The good Taste – Die erste virtuelle Speisekammer

Gastronomie ist immer in Bewegung. Aber durch die Corona-Krise hat das Tempo der Veränderungen in der Branche weiter zugenommen. Zusammenschlüsse und gemeinsames Handeln sind wichtiger geworden. Gerade vor diesem Hintergrund entstehen in regionaler Zusammenarbeit immer mehr Internet-Plattformen und virtuelle Marktplätze, um sich gegen die Konkurrenz der großen internationalen Anbieter zu behaupten. Der Vorteil regionaler virtueller Marktplätze besteht darin, dass für Angebote aus den Lebensbereichen, die den Kunden vertraut sind, der Komfort einer Internet-Bestellung geboten wird.

Spezialitäten regional

Der Berliner Gastronom Jonathan Kartenberg hat nun unter dem Namen „the good taste“ erstmals einen virtuellen Marktplatz für gastronomische Hochgenüsse aus der Region aufgebaut. Gäste finden hier Gerichte von Berliner Restaurants und ausgewählte Feinkost-Produkte,  die sie für den Genuss daheim bestellen können.

Der Online-Shop bietet echte Geschmacksgaranten – hausgemacht und nachhaltig. Dabei steht „the good taste“ für eine moderne Gastronomie mit einzigartigem Stil, herausragenden Techniken und Begeisterung für Geschmack. Aus der virtuellen Speisekammer kann sich jeder Gast nach Lust und Laune einen Warenkorb mit Lieblingsgerichten von verschiedenen Berliner Restaurants zusammenstellen.

Zu den üblichen To-Go-Angeboten gesellen sich hier Spezialitäten im Glas wie eingelegte Bete, Poulardenrillettes mit Quitte, selbstgemachte Chutneys, Apfelrotkohl, Königsberger Klopse, Aprikosen-Lavendel-Konfitüre und viele andere Gaumenfreuden von talentierten Köchen, hervorragenden Handwerkern und  bekannten Gastronomen.

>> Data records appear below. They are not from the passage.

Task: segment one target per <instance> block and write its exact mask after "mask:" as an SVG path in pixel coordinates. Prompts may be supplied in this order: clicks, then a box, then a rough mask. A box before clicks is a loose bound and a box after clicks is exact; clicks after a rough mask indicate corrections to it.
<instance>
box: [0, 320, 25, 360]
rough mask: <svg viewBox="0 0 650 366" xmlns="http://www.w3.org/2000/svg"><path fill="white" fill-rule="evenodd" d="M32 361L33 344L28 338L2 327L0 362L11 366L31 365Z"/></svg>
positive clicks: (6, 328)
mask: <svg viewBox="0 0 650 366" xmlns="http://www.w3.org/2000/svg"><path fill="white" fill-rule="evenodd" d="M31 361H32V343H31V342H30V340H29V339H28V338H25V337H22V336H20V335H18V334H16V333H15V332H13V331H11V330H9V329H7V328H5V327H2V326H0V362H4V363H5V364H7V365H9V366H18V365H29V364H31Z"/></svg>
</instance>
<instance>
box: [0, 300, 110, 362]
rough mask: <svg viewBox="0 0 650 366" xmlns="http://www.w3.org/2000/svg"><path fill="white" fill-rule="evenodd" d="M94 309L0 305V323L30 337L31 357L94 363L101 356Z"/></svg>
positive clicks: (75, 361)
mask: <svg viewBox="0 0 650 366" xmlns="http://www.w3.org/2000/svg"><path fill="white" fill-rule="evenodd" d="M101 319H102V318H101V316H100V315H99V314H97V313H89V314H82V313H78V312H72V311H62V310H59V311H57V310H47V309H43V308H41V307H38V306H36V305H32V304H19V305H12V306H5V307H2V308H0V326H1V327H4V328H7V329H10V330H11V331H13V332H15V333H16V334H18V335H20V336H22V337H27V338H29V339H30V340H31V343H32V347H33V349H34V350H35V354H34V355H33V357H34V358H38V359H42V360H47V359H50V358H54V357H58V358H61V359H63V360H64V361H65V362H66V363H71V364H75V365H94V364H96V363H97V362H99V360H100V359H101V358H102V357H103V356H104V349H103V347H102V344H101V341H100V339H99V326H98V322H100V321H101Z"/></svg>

„Indem sie bei „the good taste“ bestellen, können Stammgäste ihre Lieblingslokale in der Covid-19-Krise unterstützen, Gourmets ihre Genüsse mit Freunden teilen und ausgehfreudige Menschen neue Lokale schon mal vom Sofa aus durchtesten. Nie war es leichter und sicherer, sich selbst und anderen ein geschmackvolles Geschenk zu bereiten“, sagt Kartenberg.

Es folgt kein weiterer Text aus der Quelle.